Counseling not only assists parents in a terribly difficult period of adjustment, but it occasionally provides
medical science with a slender, fragile thread leading back into the maze of genetic mysteries, hopefully toward
another important answer.

But, according to Dr. Harrod, genetic counseling’s major goal is to prevent the occurrence of birth defects that too
often preclude the healthy start in life that is the right of every child and the hope of every parent.

“Some people have the idea that there should be this great surge to purify humanity,” she says. “To me, genetics is
an individual thing – to help one couple at a time have a healthy baby. That’s more important than anything else.”

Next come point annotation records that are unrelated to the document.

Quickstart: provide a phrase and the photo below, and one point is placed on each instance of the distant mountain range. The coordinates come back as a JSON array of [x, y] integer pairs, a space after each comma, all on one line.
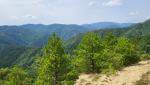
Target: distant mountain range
[[100, 25], [37, 34], [19, 45]]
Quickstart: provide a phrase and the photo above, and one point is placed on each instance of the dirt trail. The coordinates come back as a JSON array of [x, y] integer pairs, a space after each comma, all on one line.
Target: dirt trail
[[127, 76]]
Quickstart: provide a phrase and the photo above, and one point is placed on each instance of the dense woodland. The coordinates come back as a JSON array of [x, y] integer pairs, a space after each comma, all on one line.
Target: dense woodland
[[61, 62]]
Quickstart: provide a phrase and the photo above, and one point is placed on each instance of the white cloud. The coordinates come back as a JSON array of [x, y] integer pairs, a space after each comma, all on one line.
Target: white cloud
[[133, 13], [28, 16], [92, 3], [112, 3]]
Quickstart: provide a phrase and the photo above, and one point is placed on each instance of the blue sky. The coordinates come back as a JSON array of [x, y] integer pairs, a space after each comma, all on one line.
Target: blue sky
[[16, 12]]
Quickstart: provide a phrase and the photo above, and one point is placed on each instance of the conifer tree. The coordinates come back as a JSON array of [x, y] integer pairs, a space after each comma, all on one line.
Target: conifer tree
[[54, 65], [88, 52]]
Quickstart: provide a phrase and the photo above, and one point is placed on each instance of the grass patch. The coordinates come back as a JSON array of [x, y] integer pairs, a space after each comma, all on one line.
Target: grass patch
[[145, 80]]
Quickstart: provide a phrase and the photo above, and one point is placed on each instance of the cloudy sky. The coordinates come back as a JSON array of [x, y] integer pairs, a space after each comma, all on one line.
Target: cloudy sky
[[16, 12]]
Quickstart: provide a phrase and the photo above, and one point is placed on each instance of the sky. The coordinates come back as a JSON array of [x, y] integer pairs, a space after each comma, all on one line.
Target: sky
[[17, 12]]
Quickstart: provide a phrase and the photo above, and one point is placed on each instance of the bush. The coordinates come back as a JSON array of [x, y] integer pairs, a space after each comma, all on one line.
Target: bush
[[145, 57]]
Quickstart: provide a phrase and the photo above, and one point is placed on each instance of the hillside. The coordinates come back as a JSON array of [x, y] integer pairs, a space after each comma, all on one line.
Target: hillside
[[138, 33], [22, 56], [37, 34], [12, 37], [127, 76]]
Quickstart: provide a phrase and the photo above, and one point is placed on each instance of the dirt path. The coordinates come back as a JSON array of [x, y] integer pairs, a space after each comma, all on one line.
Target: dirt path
[[127, 76]]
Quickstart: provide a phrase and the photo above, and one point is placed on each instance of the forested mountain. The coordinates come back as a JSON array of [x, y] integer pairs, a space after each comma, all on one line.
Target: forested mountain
[[105, 51], [139, 33], [19, 43], [106, 25], [37, 34]]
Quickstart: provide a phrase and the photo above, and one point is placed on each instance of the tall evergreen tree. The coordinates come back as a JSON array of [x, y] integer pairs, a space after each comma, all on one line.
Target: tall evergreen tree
[[88, 51], [54, 64]]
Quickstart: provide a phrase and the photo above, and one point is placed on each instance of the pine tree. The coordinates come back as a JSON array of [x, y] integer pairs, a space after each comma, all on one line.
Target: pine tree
[[54, 65], [88, 51]]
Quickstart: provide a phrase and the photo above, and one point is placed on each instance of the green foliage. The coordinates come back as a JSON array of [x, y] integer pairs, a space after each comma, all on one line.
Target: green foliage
[[54, 68], [110, 53], [88, 49], [14, 76]]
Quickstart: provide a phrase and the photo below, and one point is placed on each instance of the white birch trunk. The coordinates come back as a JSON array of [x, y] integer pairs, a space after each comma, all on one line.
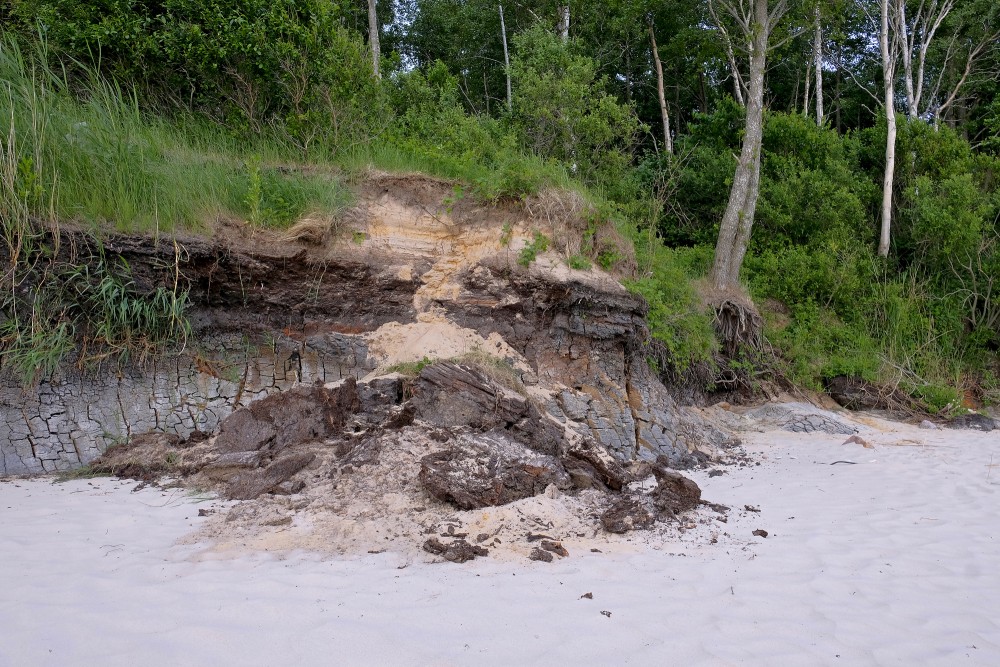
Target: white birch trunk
[[888, 76], [737, 222], [506, 60], [664, 112], [818, 59], [373, 40], [806, 97]]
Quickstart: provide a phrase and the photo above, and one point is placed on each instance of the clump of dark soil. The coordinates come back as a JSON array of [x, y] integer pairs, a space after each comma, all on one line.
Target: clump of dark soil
[[469, 443]]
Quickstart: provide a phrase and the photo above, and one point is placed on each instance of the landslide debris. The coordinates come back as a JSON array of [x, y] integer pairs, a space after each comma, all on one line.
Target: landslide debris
[[412, 456]]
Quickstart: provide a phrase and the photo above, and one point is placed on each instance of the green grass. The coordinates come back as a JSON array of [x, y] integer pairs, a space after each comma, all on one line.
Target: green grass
[[92, 157]]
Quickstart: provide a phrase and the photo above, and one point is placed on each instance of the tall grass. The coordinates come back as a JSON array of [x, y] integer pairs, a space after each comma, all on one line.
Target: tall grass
[[85, 152]]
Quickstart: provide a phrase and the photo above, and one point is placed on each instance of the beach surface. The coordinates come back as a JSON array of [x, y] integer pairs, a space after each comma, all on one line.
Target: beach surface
[[886, 555]]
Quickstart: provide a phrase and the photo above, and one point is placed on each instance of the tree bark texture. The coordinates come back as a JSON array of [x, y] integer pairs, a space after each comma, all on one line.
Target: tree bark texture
[[506, 59], [737, 222], [373, 40], [818, 59], [888, 76], [664, 112]]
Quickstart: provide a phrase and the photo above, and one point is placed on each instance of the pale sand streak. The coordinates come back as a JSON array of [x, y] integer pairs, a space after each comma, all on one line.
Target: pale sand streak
[[893, 561]]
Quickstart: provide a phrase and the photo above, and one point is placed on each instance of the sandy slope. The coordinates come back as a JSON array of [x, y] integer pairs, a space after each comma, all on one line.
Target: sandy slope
[[890, 561]]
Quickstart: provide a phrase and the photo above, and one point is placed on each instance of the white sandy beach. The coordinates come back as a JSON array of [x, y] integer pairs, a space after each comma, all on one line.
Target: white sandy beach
[[891, 560]]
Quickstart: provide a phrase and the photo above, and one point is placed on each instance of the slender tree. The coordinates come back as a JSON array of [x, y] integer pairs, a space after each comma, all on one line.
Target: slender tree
[[756, 20], [818, 61], [373, 40], [888, 50], [506, 59], [564, 22], [664, 112]]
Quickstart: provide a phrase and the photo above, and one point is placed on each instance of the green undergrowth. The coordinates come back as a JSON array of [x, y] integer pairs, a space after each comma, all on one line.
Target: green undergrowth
[[85, 152]]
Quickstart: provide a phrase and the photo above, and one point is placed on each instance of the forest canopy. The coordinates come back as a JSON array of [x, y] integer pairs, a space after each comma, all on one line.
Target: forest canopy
[[642, 105]]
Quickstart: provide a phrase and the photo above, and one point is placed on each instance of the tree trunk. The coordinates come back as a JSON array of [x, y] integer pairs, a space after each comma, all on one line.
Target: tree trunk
[[737, 222], [888, 76], [667, 141], [818, 58], [373, 38], [805, 98], [506, 60]]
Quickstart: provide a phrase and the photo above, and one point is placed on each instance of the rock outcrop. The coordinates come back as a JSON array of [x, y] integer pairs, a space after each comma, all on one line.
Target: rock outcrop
[[409, 279]]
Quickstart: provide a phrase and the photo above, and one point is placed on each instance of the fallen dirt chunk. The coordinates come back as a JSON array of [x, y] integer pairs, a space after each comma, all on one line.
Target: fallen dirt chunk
[[625, 515], [458, 551], [608, 470], [487, 470], [856, 439], [674, 492], [250, 485], [973, 420], [539, 554], [555, 547], [288, 418]]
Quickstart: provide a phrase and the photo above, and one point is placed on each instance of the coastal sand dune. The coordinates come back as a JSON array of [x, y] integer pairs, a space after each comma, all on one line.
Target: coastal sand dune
[[873, 556]]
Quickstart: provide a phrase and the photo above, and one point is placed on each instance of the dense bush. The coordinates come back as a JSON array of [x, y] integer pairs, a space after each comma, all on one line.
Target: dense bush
[[249, 63]]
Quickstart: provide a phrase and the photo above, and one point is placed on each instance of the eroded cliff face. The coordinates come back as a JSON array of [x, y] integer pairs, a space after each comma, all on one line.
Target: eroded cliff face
[[408, 275]]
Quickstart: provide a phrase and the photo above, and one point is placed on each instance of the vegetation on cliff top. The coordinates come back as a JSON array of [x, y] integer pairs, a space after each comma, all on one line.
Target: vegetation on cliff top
[[174, 116]]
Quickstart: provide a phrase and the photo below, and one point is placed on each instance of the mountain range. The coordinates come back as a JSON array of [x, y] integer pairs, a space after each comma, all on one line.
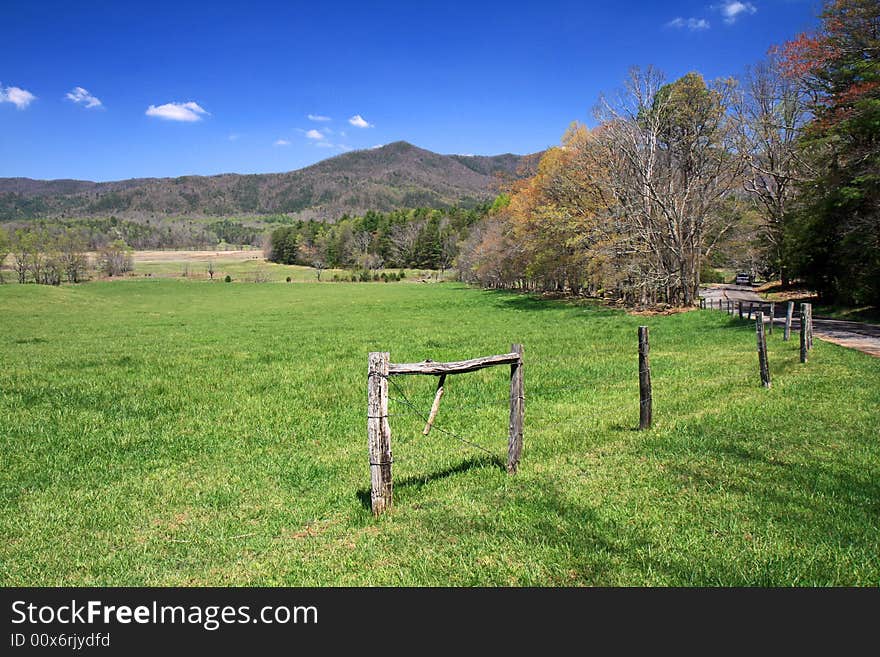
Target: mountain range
[[392, 176]]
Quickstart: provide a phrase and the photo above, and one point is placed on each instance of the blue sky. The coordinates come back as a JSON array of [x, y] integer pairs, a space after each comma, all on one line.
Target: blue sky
[[213, 87]]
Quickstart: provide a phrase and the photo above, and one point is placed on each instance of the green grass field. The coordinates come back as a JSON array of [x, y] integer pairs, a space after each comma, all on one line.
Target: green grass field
[[162, 433]]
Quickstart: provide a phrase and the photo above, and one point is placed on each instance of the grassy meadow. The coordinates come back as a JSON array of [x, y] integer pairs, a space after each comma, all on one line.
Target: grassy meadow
[[162, 433]]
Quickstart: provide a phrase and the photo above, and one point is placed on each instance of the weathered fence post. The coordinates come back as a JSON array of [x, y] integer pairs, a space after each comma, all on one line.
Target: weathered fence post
[[786, 336], [809, 327], [517, 411], [644, 380], [379, 432], [762, 350], [804, 333]]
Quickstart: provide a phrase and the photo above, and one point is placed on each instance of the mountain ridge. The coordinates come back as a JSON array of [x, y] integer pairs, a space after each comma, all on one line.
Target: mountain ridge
[[385, 178]]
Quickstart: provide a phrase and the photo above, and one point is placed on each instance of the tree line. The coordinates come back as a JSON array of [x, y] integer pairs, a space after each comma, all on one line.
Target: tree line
[[778, 171], [50, 258], [423, 238]]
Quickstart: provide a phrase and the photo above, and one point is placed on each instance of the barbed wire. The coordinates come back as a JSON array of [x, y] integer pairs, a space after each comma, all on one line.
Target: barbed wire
[[424, 417]]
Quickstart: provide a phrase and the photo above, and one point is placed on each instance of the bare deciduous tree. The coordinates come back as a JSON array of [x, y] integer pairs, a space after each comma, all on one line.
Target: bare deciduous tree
[[771, 111], [671, 162]]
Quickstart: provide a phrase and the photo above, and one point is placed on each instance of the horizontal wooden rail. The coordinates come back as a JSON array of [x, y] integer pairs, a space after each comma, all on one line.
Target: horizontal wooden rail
[[456, 367]]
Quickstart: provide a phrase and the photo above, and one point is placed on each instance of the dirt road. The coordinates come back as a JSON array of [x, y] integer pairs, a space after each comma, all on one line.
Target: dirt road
[[855, 335]]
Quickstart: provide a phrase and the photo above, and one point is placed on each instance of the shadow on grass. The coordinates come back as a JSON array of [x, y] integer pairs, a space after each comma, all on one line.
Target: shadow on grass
[[418, 481], [530, 301]]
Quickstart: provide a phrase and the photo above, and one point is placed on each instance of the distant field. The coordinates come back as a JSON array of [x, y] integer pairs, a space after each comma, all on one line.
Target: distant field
[[163, 433], [241, 265]]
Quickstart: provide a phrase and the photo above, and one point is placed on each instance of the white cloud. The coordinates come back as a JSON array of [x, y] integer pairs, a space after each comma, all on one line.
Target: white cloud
[[188, 112], [693, 24], [17, 96], [81, 96], [358, 121], [733, 9]]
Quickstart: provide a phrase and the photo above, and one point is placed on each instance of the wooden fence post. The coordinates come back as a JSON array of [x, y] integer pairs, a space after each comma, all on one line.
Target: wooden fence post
[[379, 432], [804, 333], [517, 411], [789, 311], [762, 350], [644, 380], [809, 327]]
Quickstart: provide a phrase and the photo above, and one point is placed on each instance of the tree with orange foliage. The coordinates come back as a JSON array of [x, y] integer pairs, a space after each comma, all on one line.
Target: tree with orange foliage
[[837, 224]]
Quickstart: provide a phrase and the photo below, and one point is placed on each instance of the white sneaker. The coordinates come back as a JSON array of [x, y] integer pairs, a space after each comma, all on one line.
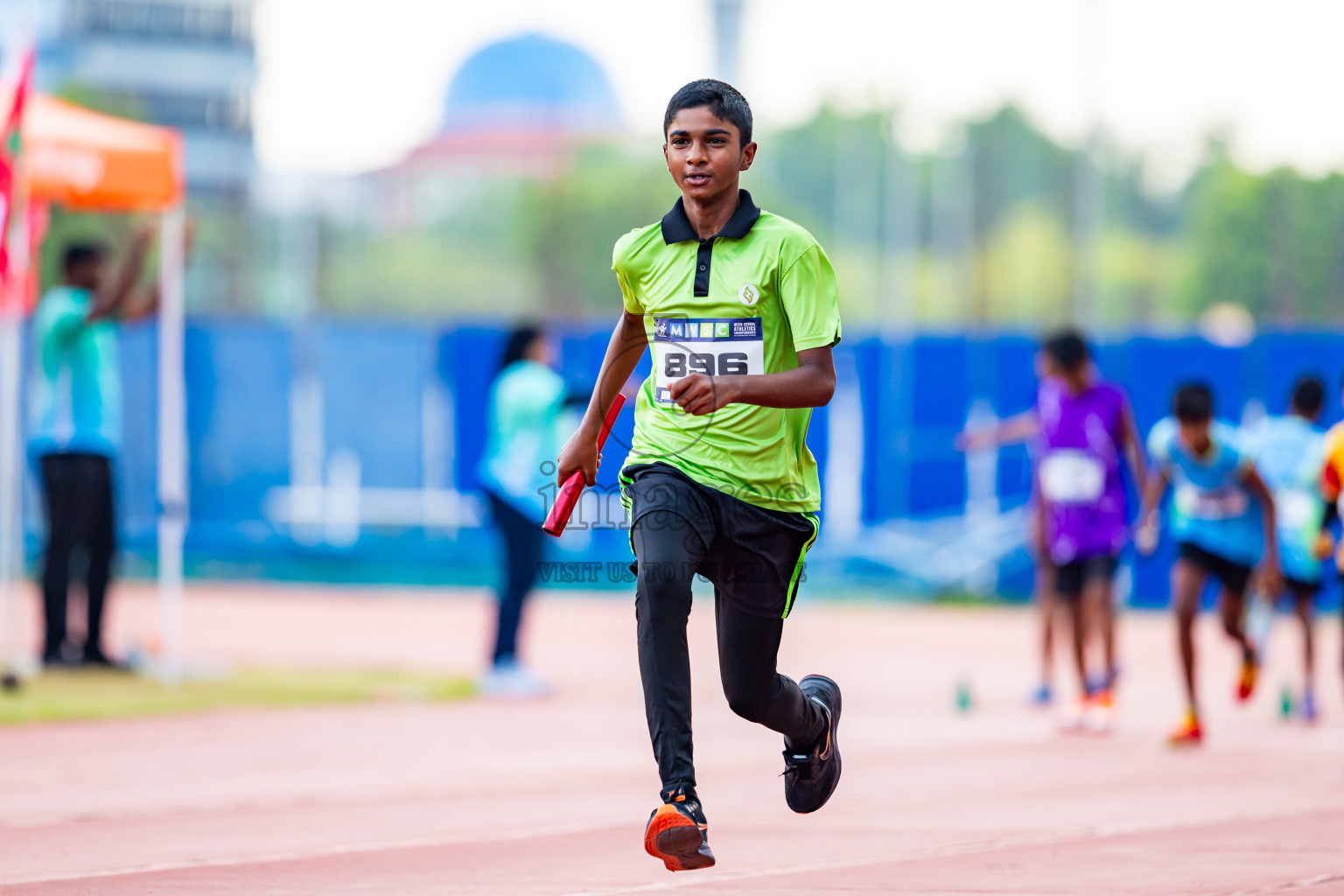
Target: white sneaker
[[1100, 718], [514, 682]]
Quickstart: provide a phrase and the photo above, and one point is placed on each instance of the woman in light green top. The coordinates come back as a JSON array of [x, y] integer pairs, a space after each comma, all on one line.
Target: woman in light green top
[[526, 409]]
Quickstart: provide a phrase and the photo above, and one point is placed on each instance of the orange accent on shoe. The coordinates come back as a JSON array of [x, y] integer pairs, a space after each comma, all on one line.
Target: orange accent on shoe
[[1188, 735], [671, 830], [1246, 687]]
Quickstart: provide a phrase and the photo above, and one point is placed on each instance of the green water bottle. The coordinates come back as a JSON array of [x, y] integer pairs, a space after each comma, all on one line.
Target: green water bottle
[[964, 700]]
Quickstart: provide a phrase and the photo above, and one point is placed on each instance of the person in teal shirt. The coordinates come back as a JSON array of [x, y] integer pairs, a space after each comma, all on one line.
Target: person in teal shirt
[[526, 414], [75, 431]]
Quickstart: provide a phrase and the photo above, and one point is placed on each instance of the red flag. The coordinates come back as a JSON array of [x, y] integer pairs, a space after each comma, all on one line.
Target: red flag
[[11, 144]]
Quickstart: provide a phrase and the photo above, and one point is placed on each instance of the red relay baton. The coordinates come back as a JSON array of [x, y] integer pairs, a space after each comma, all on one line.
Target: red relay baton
[[573, 488]]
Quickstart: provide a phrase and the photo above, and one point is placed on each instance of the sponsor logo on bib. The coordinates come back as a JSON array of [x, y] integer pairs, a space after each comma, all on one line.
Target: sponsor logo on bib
[[714, 346]]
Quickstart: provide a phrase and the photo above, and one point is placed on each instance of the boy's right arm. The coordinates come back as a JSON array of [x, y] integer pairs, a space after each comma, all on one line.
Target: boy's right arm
[[1145, 539], [622, 355]]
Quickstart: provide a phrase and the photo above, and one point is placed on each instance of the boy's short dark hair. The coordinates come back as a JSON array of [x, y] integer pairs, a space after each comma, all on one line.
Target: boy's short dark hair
[[1194, 403], [722, 98], [519, 339], [80, 254], [1308, 396], [1068, 348]]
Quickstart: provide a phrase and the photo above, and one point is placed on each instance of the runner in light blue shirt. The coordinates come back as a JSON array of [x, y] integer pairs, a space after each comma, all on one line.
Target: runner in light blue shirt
[[1289, 453], [1218, 527]]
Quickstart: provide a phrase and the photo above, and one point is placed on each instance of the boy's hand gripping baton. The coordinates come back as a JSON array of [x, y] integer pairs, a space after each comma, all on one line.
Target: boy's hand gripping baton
[[569, 494]]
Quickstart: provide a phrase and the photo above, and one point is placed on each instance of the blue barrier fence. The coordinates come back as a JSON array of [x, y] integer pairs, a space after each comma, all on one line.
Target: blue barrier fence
[[348, 451]]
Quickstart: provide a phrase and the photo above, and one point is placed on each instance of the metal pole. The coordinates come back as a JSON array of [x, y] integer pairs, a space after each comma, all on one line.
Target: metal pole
[[11, 352], [172, 442]]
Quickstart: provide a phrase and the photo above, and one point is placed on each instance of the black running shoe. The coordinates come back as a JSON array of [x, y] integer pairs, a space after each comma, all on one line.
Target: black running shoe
[[677, 835], [810, 774], [95, 659]]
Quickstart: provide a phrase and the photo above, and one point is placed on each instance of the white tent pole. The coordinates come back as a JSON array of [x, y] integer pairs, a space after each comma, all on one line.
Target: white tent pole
[[11, 378], [172, 442], [11, 507]]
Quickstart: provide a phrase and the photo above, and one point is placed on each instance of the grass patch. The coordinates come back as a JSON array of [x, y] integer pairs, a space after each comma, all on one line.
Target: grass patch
[[80, 695]]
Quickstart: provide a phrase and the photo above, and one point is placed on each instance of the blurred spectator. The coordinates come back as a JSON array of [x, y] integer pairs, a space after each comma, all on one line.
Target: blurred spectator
[[75, 430], [518, 469]]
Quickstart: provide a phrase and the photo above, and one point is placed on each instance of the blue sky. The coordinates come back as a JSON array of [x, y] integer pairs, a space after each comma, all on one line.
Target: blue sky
[[347, 85]]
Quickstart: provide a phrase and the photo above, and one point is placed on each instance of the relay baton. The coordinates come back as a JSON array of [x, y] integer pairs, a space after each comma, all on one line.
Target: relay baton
[[569, 494]]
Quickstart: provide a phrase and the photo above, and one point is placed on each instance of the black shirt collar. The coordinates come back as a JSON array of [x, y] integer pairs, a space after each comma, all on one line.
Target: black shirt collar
[[676, 226]]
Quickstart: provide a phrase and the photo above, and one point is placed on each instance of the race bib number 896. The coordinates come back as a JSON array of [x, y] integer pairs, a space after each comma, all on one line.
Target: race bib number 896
[[714, 346]]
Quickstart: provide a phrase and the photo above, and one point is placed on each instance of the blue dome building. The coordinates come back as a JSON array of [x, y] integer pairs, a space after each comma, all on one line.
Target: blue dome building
[[529, 82]]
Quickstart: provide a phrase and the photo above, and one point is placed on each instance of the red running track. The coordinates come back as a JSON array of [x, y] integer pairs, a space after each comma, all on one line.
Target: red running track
[[550, 798]]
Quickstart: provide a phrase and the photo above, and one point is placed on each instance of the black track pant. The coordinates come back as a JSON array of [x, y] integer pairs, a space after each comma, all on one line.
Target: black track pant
[[80, 520], [523, 543], [669, 552]]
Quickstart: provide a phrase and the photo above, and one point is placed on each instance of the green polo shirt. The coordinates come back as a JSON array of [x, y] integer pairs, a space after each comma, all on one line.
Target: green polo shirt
[[744, 301]]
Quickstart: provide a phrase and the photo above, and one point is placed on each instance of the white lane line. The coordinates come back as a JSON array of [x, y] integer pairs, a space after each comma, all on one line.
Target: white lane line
[[897, 856], [1284, 887], [348, 850]]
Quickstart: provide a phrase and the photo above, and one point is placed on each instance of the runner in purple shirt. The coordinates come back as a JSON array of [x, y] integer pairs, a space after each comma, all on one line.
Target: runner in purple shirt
[[1086, 426], [1081, 427]]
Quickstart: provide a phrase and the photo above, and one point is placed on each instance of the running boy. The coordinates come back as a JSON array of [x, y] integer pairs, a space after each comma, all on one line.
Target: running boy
[[1216, 531], [1288, 456], [741, 311], [1086, 427]]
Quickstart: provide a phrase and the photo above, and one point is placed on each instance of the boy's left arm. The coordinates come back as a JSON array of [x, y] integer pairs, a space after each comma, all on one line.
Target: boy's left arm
[[809, 384], [1270, 572]]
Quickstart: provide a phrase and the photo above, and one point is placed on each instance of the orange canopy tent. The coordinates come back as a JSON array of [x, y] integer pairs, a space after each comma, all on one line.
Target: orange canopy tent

Although individual birth defects may seem relatively infrequent – occurring in only about seven percent of all
births – the total number of affected families is well into the millions. And each year, approximately 250,000 more
American babies are born with physical and mental defects of varying severity. Not all of them possess the
terrifying hopelessness of the case of Curtis Thompson. Certainly, not all of them embody the hopeful prognosis of a
Robbie Harville. But in each of them, there is a kind of pain and anguish that is probably unrivaled in any other
disorders known to medicine.

And those millions who have children with birth defects are not really the unusual ones, notes Dr. Harrod, but
merely the unlucky ones. Within the genetic makeup of all of us is a potential horror story, in the form of between
three and five “recessive” genes. If, by some slight chance, we should happen to marry a person who carries any one
of the same “recessive” genes, then our children may also be the unfortunate losers in the gamble the experts call
“genetic roulette.”

It’s that simple. And that complicated.